Editor’s Note: This is the second in a multi-part series about the Online Piping and Usage Specification (OPUS) resource available from the Mechanical Contractors Association of America (MCAA).
In the October issue of Plumbing & Mechanical, the Online Piping and Usage Specification (OPUS) website, www.opuspiping.org, was introduced as a resource for basic information regarding common piping systems, materials and joining methods. The purpose of that article was to introduce readers to the breadth and depth of the piping industry, with its vast array of options supported by an even greater range of information. OPUS serves, in Swiss-Army-knife fashion, as an indispensable portal to that voluminous information.
So, who would use OPUS, and how would they learn about it? This article focuses on students and faculty in college classrooms who use OPUS as a resource for teaching and learning.
One way both faculty and students learn about OPUS is through a network of student chapters sponsored by MCAA. University faculty also learn about OPUS during an annual “boot camp.”
The student chapter program of the MCAA began in 1993 at Purdue University as a means to introduce college students to the piping industry and recruit young talent for the mechanical contracting industry. The program has grown to 55 U.S. and Canadian chapters and provides an impressive range of benefits to both student chapter members and their faculty.
These chapters, faculty and future employers have opportunities to meet and network through a variety of sponsored meetings at far-ranging venues such as MCAA’s annual GreatFutures Forum and its highly regarded annual convention. Throughout all these venues and events, OPUS is always present and available and presented as a resource for students to use for the rest of their professional lives.
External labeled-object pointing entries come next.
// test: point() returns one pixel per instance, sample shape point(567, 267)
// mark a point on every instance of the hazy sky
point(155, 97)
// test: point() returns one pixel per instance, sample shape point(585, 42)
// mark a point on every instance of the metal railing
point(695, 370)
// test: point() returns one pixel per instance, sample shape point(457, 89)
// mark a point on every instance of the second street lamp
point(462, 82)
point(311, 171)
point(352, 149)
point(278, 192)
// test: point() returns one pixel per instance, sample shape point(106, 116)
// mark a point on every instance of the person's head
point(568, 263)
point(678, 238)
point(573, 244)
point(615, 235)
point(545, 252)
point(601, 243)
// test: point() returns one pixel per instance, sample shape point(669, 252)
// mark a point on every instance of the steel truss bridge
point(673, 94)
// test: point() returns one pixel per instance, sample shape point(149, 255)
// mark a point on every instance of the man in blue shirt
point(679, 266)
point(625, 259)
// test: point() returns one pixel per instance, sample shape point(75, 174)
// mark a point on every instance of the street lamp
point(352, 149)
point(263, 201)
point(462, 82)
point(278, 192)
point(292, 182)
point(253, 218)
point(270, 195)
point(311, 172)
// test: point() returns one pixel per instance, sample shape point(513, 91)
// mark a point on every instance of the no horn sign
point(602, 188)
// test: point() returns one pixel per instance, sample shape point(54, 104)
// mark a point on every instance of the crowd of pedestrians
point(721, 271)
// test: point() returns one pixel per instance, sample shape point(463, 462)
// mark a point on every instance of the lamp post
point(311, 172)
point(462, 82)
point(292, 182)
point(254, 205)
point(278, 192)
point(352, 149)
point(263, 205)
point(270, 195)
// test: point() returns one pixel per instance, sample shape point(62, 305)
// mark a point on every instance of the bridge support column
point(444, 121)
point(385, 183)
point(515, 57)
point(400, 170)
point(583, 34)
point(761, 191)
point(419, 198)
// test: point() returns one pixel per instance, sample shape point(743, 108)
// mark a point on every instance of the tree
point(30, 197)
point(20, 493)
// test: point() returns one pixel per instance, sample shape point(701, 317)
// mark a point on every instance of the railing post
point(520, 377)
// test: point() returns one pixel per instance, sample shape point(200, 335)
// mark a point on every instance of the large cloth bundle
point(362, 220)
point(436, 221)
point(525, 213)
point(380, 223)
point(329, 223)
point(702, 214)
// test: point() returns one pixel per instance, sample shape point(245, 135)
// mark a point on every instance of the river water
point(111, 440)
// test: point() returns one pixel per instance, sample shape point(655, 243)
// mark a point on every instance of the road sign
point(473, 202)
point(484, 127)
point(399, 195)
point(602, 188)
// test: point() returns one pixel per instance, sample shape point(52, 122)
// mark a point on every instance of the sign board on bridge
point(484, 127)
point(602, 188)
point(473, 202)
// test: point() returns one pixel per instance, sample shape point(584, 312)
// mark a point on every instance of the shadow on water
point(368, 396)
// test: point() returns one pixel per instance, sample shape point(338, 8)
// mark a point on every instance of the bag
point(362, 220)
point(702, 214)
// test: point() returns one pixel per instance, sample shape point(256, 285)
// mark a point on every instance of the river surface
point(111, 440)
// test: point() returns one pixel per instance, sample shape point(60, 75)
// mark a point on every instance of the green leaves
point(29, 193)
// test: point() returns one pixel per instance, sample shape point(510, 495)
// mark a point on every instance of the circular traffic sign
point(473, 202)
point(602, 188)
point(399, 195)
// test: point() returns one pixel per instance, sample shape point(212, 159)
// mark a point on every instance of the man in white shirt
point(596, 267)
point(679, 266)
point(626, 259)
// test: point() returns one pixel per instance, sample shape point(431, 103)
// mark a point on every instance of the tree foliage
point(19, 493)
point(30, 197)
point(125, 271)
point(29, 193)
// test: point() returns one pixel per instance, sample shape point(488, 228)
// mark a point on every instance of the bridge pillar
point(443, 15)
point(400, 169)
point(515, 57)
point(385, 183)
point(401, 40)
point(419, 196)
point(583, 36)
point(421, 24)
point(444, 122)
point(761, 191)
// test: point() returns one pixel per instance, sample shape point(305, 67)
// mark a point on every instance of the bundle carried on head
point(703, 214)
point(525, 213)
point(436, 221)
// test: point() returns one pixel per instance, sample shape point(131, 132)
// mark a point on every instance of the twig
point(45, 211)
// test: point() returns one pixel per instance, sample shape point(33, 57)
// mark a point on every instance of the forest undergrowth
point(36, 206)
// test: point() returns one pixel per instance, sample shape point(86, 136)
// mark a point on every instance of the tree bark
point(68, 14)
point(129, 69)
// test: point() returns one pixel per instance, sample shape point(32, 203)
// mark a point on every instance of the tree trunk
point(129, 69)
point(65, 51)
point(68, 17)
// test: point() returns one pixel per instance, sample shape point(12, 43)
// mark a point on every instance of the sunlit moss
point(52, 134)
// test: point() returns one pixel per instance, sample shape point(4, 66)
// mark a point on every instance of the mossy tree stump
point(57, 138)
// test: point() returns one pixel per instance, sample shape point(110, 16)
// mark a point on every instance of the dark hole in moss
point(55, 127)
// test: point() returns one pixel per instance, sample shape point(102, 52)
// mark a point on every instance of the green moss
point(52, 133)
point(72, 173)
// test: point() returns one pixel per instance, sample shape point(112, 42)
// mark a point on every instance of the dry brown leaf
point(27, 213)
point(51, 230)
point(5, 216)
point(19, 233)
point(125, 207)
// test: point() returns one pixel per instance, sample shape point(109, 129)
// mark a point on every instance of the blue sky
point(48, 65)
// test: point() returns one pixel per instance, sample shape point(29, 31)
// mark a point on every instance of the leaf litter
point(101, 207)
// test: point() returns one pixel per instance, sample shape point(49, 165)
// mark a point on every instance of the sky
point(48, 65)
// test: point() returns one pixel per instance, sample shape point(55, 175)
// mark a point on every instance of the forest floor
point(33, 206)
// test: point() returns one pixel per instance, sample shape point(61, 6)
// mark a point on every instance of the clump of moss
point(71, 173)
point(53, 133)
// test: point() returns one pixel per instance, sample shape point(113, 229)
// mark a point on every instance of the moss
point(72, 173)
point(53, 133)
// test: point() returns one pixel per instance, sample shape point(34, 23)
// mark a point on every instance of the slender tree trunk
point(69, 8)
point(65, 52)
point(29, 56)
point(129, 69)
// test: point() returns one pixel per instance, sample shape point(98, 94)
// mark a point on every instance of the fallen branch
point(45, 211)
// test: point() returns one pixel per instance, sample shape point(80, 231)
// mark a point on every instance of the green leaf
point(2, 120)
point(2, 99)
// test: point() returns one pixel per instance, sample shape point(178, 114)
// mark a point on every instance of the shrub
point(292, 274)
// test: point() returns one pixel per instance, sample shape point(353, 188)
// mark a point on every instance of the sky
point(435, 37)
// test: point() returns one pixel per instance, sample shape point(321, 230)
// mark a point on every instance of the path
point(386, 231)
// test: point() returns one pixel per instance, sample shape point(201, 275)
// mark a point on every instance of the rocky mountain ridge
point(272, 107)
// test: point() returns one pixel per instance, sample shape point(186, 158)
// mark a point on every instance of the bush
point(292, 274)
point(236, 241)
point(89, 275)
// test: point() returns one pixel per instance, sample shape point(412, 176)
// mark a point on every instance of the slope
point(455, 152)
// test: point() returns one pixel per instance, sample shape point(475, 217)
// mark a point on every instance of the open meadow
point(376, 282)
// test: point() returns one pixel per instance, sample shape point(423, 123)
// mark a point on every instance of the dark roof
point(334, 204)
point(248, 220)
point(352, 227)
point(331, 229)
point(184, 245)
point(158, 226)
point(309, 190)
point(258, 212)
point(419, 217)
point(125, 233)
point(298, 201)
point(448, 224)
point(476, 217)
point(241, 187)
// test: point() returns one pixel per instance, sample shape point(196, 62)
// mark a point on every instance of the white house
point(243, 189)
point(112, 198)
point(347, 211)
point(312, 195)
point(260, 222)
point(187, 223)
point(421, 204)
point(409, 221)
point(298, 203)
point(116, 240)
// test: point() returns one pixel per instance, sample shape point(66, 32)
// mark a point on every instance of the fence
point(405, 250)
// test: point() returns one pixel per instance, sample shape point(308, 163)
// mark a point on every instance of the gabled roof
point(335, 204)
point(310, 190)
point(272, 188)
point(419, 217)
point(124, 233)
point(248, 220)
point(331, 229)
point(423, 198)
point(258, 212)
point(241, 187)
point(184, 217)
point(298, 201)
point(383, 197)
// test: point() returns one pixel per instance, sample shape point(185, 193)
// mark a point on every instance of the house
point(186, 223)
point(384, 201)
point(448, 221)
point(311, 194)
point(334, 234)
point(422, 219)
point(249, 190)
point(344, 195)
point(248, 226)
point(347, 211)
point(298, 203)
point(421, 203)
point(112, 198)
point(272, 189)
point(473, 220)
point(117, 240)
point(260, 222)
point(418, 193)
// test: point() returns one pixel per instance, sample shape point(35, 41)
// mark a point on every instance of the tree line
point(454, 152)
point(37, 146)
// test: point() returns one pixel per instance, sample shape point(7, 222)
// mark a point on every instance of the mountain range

Faculty members receive special attention and special access to OPUS. Each summer, MCAA and the National Electrical Contractors Association (NECA) co-sponsor the Mechanical Electrical Academic Consortium (MEAC) Mechanical and Electrical Faculty Boot Camp. The boot camp provides the opportunity for university-level construction management faculty, who teach mechanical and electrical construction in their respective programs, to be trained in the area of mechanical and electrical construction management.
These professors have extensive construction management experience, but it is typically not in the mechanical/electrical field. However, the American Council for Construction Education (ACCE) requires accredited construction management programs to include courses related to the principles of mechanical, electrical, and piping systems. MEAC is designed to bridge the gap for these faculty by providing them with knowledge and indispensable teaching resources, such as OPUS, to help them teach these courses.
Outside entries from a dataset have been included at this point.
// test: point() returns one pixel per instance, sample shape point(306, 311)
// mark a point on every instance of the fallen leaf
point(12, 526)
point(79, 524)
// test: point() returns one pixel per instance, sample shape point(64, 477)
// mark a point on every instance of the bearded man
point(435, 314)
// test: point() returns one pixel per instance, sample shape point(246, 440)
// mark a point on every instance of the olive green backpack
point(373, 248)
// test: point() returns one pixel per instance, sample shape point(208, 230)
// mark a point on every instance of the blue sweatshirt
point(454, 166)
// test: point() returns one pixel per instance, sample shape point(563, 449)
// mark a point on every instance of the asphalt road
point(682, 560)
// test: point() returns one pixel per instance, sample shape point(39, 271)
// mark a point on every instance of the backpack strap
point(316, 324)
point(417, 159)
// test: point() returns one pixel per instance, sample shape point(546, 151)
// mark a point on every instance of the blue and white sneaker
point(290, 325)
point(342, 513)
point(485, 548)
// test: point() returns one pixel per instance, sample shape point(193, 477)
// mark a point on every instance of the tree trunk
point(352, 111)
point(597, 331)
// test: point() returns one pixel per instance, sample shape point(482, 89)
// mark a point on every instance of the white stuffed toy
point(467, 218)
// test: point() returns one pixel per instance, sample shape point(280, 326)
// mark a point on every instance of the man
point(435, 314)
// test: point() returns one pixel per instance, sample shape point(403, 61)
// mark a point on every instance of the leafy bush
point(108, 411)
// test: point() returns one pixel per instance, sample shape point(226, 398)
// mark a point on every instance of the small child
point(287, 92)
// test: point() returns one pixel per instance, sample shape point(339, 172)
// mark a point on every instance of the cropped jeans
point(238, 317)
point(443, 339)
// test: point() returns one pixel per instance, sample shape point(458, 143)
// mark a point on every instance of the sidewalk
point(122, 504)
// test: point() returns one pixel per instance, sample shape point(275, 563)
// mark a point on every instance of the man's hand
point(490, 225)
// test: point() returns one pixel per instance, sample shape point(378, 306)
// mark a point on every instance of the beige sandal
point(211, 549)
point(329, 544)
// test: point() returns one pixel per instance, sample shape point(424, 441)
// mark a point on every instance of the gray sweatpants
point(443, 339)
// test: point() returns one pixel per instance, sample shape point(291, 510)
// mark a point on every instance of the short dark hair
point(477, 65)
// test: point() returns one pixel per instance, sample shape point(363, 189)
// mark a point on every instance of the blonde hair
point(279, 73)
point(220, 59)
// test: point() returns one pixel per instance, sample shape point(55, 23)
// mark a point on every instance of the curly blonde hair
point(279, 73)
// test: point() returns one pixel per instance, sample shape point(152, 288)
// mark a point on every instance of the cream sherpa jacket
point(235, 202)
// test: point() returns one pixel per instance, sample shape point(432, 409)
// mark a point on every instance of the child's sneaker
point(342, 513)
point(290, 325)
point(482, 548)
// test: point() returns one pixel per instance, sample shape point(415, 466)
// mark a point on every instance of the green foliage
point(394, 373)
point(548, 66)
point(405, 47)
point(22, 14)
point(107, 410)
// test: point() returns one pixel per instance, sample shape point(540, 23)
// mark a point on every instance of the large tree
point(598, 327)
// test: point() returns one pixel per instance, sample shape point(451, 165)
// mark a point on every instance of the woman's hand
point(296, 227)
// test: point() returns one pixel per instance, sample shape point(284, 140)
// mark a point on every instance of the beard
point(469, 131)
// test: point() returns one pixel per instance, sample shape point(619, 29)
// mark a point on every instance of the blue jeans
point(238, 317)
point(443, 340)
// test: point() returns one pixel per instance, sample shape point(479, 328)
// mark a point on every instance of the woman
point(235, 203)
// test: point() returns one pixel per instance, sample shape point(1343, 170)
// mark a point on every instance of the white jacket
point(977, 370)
Daryl Orth, a former professor at Purdue and later Northern Kentucky University, was an early adopter of using OPUS in the classroom. He developed a “scavenger hunt” assignment for his students. This assignment features random questions about piping systems the students might encounter during their career. Students learn about piping materials, systems and joining methods as they search OPUS for information.
Orth, who coordinated the MEAC boot camp and taught numerous sessions there, realized the value of this OPUS-based learning opportunity and shared the assignment with the faculty in attendance. Over the years, more than 100 professors from various institutions of higher learning have discovered OPUS and received Orth’s sample assignment as an effective tool for them to use in their classroom.
Associate Professor Shannon Nicklaus (Pittsburg State University in Pittsburg, Kan.) is another college professor who uses OPUS in his teaching:
“In my plumbing class, I have a homework assignment that requires my students to utilize the OPUS website,” Nicklaus says. “I am a firm believer in having the information on the internet for a couple reasons. The first, is that it allows them to gain the basic knowledge of piping materials, processes and manufacturers.
“The second is that they now have knowledge of a location where they can continue their lifelong learning after they graduate. I have had students tell me that they have gone back and looked at the site when they obtained full-time work to help ‘bump’ their memory on materials and processes, and some to find suppliers for that certain material. I really love the site and hope it continues.”
OPUS is not a panacea; there are many things for which it is not appropriate. It was not intended as a resource for system design, nor was it intended for faculty and students teaching or studying HVAC systems.
It is intended for those who need basic information about piping materials, systems and joining techniques. It is intended for people like professors Orth and Nicklaus and the students they teach. For them, OPUS is a quality resource for teaching and learning about an industry where careers are built. Sometimes, a Swiss army knife is enough.